The Arab dismounted from his horse in amazement. Then he shrugged again, and grinned broadly as he began to dig the gold out of the sand.
Allah worked in mysterious ways.
* * *
In Richard's palace at Acre, Gwyneth had hurriedly repaired her clothing, and was preparing to depart on her own impulse. She gathered a few belongings, then rang for a servant to bring her a quill and parchment.
She quickly began to scratch out a note:
Bryan, I am going to Muzhair. They will allow me in, for I am a woman alone. This might sound insane, and you might doubt my motive, but I wish to be with Elise. She might well need a friend, and that I intend to be.
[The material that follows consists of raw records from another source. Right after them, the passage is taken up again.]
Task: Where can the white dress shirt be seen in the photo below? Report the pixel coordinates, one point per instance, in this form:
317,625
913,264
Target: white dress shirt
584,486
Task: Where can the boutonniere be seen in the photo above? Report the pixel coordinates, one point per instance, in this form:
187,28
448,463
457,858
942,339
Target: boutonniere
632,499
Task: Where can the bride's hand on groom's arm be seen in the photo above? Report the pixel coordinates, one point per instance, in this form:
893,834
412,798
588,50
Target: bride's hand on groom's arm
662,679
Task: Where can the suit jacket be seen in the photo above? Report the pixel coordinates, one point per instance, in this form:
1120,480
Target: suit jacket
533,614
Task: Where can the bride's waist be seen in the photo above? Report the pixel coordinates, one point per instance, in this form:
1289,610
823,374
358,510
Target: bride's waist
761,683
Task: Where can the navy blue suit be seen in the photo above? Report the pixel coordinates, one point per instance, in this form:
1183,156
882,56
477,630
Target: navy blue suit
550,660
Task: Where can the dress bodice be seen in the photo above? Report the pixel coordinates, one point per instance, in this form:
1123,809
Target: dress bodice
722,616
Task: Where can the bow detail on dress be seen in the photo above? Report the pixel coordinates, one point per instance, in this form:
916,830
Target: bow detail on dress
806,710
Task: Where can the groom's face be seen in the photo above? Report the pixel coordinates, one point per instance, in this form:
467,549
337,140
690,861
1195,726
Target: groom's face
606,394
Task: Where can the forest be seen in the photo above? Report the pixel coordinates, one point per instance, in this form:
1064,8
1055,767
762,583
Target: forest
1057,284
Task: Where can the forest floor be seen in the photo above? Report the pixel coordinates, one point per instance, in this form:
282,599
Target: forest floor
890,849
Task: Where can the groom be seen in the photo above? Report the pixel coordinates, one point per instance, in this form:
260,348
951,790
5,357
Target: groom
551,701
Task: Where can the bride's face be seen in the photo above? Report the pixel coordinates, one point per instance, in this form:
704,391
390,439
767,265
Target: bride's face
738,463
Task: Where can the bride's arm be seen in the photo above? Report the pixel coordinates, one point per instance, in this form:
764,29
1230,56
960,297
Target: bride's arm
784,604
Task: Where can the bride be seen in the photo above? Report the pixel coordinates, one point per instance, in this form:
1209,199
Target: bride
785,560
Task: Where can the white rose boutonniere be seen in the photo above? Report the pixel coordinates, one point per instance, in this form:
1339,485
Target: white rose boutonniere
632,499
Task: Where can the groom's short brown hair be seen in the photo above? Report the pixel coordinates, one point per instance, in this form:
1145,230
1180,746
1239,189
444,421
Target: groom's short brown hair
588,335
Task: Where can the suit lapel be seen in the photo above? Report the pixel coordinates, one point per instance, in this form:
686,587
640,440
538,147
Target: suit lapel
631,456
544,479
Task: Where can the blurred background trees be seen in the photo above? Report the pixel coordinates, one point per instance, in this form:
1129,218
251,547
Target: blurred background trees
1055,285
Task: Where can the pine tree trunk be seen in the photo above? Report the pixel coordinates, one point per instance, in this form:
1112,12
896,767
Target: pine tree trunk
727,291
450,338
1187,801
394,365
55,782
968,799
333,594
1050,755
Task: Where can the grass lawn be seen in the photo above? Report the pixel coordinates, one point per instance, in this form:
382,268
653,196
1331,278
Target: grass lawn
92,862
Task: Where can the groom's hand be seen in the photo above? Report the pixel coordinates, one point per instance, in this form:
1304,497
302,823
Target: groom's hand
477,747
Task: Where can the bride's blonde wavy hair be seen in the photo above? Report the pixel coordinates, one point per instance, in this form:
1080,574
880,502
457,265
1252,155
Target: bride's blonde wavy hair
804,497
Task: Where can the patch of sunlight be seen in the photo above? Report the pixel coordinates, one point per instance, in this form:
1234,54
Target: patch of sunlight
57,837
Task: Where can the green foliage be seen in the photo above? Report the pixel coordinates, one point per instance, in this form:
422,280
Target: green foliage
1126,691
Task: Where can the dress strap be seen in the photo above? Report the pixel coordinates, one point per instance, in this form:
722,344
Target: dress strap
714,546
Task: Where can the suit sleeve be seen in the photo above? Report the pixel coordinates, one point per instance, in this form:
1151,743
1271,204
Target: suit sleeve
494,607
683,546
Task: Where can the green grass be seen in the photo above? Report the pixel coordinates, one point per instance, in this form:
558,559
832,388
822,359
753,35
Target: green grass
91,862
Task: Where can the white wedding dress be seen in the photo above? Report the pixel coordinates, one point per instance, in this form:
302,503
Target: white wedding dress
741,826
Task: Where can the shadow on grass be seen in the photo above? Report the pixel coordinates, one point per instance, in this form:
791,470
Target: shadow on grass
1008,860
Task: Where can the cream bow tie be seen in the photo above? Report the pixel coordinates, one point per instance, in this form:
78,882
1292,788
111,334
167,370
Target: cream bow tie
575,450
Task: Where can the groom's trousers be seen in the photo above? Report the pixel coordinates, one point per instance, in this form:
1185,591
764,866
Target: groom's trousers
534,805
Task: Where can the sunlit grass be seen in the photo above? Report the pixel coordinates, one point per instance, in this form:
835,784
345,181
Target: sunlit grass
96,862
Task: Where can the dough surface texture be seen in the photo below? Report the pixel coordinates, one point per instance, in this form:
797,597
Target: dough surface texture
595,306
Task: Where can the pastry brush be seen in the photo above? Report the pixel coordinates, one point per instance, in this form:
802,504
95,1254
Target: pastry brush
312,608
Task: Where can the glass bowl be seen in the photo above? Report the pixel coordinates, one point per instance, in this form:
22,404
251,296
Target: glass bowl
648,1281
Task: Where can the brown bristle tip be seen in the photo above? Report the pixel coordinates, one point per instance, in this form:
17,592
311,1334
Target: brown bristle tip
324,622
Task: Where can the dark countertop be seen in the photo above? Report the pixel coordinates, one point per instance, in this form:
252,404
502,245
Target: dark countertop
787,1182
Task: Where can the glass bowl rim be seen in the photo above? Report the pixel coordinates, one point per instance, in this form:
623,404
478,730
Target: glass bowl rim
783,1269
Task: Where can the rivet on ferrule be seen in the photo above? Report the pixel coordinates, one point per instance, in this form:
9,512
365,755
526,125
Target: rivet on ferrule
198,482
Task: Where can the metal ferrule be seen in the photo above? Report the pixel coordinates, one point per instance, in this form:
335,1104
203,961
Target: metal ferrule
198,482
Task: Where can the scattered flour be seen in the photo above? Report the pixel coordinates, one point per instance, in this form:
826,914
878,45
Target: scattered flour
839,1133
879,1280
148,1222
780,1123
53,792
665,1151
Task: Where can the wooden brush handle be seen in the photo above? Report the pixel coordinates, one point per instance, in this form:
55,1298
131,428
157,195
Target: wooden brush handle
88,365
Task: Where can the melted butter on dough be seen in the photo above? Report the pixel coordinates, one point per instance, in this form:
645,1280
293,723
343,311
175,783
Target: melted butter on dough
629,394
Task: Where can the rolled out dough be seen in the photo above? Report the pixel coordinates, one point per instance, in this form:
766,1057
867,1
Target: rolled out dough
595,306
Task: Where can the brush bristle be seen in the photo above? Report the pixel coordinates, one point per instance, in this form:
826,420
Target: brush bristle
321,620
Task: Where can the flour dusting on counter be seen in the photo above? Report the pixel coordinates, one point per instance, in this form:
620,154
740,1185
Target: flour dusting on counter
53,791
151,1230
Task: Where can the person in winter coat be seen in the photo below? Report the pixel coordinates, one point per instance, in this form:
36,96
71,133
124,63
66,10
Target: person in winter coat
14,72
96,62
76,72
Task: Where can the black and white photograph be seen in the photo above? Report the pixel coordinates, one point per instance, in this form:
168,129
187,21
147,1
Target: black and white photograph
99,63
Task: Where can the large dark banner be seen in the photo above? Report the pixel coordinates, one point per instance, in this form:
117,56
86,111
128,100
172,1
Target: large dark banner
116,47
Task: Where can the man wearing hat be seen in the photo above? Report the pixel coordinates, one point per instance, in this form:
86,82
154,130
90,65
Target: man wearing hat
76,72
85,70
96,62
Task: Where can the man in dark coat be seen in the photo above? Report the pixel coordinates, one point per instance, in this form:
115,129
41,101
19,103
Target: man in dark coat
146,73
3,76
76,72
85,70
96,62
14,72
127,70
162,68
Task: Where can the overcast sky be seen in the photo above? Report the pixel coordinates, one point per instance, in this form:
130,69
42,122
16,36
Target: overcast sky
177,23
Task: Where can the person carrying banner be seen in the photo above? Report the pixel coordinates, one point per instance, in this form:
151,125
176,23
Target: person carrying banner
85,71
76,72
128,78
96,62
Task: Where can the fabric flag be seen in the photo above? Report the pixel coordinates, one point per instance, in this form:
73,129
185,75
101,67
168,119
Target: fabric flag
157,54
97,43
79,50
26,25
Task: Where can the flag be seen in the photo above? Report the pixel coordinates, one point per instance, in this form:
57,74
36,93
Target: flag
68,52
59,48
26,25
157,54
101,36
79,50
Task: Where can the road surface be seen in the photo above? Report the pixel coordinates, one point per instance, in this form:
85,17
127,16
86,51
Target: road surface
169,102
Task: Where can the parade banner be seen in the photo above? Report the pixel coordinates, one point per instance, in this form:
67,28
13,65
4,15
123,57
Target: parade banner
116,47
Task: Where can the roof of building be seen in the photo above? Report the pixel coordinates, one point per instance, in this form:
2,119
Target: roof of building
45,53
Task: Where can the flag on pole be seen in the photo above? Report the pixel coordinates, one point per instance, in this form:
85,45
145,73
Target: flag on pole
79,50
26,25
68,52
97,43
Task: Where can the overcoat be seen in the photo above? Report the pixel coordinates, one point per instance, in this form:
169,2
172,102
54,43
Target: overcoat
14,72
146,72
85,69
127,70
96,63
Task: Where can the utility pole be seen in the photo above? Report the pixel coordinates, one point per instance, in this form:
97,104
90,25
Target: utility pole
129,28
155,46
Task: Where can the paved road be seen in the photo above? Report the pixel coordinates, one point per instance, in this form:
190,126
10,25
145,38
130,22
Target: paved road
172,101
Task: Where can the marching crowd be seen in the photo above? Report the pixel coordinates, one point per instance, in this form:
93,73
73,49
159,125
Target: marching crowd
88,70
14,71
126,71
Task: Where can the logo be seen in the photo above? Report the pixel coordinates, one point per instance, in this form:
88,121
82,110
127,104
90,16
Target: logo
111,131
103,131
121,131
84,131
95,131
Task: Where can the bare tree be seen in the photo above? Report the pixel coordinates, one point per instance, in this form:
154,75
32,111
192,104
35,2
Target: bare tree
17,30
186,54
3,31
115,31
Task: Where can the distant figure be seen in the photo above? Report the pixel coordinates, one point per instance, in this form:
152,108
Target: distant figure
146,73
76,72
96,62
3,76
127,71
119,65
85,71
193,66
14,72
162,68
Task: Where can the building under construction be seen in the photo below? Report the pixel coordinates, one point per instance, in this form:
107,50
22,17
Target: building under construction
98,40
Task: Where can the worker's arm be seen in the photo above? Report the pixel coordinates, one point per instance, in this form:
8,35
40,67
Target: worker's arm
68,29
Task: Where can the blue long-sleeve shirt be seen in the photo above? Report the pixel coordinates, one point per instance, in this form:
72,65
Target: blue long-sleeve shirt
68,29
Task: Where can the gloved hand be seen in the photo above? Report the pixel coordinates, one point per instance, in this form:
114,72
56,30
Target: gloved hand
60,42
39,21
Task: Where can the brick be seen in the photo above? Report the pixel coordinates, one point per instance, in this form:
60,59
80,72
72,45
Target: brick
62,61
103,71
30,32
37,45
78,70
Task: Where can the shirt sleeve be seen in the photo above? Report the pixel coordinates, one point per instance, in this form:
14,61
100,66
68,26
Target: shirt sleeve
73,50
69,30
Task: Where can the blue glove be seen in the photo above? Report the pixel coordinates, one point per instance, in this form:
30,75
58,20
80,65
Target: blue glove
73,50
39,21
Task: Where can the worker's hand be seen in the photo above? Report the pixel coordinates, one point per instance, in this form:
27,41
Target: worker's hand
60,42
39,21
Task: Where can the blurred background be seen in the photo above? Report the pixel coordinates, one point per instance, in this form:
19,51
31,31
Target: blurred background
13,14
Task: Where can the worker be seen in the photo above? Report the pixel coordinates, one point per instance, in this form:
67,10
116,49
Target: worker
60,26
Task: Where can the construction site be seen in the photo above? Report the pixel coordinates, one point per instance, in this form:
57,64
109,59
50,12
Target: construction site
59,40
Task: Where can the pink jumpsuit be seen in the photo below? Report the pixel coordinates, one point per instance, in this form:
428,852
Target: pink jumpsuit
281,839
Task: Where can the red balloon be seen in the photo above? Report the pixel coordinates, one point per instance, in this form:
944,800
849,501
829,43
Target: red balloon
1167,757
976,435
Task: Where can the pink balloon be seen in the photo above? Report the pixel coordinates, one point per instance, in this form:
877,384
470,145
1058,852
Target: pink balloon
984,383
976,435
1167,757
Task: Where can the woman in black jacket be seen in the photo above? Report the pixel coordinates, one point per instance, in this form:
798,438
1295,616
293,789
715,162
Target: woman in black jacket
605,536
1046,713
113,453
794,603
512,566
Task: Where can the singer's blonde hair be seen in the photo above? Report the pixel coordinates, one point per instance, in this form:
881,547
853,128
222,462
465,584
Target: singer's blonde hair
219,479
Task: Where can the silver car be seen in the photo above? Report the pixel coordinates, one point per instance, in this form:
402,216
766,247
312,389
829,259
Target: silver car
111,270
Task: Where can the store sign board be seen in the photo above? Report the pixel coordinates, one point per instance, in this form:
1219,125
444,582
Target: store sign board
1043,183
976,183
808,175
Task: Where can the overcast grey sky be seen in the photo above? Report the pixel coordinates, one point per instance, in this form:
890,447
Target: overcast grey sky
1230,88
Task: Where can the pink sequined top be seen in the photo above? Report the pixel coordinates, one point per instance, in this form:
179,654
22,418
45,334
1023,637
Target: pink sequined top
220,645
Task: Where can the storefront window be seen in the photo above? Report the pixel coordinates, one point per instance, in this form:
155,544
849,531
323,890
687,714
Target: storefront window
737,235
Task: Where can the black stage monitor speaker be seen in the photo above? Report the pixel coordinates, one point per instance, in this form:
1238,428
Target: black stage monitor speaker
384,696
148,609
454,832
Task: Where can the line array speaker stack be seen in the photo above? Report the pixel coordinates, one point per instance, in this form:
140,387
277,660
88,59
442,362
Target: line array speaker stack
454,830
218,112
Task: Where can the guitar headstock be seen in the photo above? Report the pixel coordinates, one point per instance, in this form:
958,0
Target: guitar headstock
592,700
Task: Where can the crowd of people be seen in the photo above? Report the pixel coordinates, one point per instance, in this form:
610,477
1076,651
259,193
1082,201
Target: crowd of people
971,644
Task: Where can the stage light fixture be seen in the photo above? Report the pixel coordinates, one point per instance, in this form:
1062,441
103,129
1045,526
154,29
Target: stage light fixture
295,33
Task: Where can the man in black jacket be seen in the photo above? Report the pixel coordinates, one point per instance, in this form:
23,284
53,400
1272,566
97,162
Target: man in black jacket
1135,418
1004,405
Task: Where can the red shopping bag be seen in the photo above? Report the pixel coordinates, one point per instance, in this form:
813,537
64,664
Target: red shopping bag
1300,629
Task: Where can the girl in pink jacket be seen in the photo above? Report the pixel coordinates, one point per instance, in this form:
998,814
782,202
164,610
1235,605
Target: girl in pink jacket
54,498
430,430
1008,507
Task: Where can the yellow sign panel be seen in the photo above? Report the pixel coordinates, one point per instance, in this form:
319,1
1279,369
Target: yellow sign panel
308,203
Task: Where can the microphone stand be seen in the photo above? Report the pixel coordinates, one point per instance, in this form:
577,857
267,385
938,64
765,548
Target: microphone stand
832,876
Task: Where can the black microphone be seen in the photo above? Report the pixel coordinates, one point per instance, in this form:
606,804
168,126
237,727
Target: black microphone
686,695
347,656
If God truly sits in heaven, and if things are ever righted, you will have your wife, and your child, again. I will never tell Elise anything. There is nothing to tell her in truth; you love her too dearly to love another. As your friend, I beg that you never say anything to her. She will believe that you are lying—but she will want you to lie. I love you, and I love Elise. I pray that I am doing the right thing; I know that I wish to stand beside her and give her whatever aid that I can. Do not worry about me; you know that I always land on my feet. Gwyneth
She set the note upon his pillow and smiled sadly. Then she hurried from the chamber, determined to catch Saladin's messenger, so that she might find her way to the Moslem leader, and then to the home of his nephew.
* * *
Bryan returned to the palace in rare good humor. He strode on light feet to Richard's council chamber, and even awaited the page's announcement before barging in on his king.
When he was allowed entry, he walked determinedly to stand before the king. Richard glanced at him with a brow raised in expectation.
Bryan pulled his sword from his scabbard and laid it before Richard.
"I am ready to best you, Your Grace," he challenged.
Richard stared at him a long while. Then he grinned slowly, and stood.
"I believe we can arrange for an empty courtyard. It wouldn't do, you know, for men to see the Lion-Heart drop his sword. They believe that I am invincible."
Together they went to the courtyard. No one knew what passed there, but the sharp clanging of swords rose high on the air.